Alternately, if we disable the original select conversion performed in
SpeculativelyExecuteBB in SimplifyCFG.cpp so the original control is
visible to sampling, the training program now runs in 229.7 seconds and
the optimized program runs in 151.5, so we recover essentially all of
lost information.

Of course both if these options are unfortunate because they alter the
workflow where it would be preferable to be able to monitor the
production codes to feed back into production builds. That suggests
that we remove the use of profile data in the CodeGen Prepare
phase. When that change is made, and we sample the baseline -O3
binary, the resulting optimized binary runs in 158.9 seconds.

That result is at least slightly better than baseline instead of much
worse but we are leaving 2-3% on the table. Maybe that is a reasonable
trade-off for having only production builds.

Any advice or suggestions?
Thanks
david

+dehao.

There are two potential problems:

  1. the branch gets eliminated in the binary that is being profiled, so there is no profile data

  2. select instruction is lowered into branch – but the branch profile data is not annotated back to the select instruction.

  3. is something that can be improved in SampleFDO.

I field two bugs

https://llvm.org/bugs/show_bug.cgi?id=28990

https://llvm.org/bugs/show_bug.cgi?id=28991

Which appear different but may be related.

This seems like a fundamental problem for PGO. Maybe it is also responsible
for this bug: https://llvm.org/bugs/show_bug.cgi?id=27359 ?

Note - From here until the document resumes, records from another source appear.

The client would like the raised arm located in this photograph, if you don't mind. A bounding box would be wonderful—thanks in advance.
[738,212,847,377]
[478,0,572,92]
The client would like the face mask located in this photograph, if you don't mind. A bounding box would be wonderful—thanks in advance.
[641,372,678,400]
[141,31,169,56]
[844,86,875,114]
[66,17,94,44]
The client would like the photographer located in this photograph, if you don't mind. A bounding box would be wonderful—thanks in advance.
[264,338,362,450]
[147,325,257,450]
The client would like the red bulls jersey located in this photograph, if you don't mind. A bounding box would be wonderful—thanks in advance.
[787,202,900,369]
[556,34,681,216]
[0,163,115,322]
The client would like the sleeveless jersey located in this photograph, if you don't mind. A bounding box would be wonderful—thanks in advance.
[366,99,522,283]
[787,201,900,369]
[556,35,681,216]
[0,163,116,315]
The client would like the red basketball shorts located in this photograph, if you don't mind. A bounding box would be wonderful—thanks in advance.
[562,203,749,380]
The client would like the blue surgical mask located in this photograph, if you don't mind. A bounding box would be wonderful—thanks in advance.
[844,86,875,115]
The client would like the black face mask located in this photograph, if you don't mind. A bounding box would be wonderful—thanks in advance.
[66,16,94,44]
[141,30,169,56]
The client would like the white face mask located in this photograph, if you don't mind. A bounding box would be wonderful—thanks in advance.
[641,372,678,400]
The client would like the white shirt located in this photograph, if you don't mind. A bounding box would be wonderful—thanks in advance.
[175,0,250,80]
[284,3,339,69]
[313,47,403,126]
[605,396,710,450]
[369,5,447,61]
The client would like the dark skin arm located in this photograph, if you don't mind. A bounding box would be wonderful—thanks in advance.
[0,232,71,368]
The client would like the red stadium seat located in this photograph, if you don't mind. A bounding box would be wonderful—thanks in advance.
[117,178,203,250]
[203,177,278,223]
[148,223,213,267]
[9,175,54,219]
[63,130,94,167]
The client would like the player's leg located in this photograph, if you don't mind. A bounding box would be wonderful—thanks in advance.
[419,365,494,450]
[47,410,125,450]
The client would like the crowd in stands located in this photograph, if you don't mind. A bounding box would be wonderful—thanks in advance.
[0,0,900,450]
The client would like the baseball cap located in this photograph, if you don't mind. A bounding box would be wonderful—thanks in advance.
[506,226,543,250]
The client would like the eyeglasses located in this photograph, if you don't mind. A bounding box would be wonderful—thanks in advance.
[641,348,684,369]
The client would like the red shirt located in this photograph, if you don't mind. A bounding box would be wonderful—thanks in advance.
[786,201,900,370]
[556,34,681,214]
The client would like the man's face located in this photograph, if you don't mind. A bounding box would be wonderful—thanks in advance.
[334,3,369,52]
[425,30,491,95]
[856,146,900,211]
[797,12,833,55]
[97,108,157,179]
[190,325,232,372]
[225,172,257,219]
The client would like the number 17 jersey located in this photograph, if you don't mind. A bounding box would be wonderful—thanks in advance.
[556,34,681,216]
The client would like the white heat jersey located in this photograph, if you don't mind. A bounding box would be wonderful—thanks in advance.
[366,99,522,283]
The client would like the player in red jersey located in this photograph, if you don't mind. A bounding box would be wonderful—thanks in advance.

Should we limit select optimizations in IR for a PGO-training build? Or
should there be a 'select smasher' pass later in the pipeline that turns
selects into branches for a PGO-training build? (I don't have a good
understanding of PGO, so I'm just throwing out ideas...maybe a better
question is: how do other compilers handle this?)

I agree, this a fundamental problem with how the AutoFDO maps addresses to statements.

I have an experimental build where, rather than turning off certain optimizations, I change the DebugLoc information when we hoist instructions into a new execution context. That avoids the problem of wrong branch weights but means some branch weights are inferred rather than measured.

Perhaps rather than limit optimizations we have a variant of ‘-g’ which tolerates this kind of change

For instrumentation based PGO (IR-based), this is a known problem. I have a
solution for it and will send out patches soon. Before that, there will be
more changes in LLVM to make sure profile data associated with selectInst
is well preserved.

Thanks,

David

The problem reported by David here is for Sample FDO/PGO, not instrumentation based PGO.

David

Sounds great. Let me know if I can help without getting in your way. If
there's more like https://reviews.llvm.org/D23590 , I can try to fix them
up in parallel.

On a related note, I want to ask about profile-guided inlining. It does not
seem to exist after https://reviews.llvm.org/D16381 was reverted. Is there
a plan to bring it back independently of the new pass manager?

Profile-guided inlining was the original motivation for the test case in
https://llvm.org/bugs/show_bug.cgi?id=28964 . But I think we'll miss this
case if we fix SimplifyCFG to produce a 'select' before fixing IR-based PGO
(and making inlining work again)?

+dehao.

There are two potential problems:

1) the branch gets eliminated in the binary that is being profiled, so
there is no profile data

This seems like a fundamental problem for PGO. Maybe it is also
responsible for this bug: https://llvm.org/bugs/show_bug.cgi?id=27359 ?

Should we limit select optimizations in IR for a PGO-training build? Or
should there be a 'select smasher' pass later in the pipeline that turns
selects into branches for a PGO-training build? (I don't have a good
understanding of PGO, so I'm just throwing out ideas...maybe a better
question is: how do other compilers handle this?)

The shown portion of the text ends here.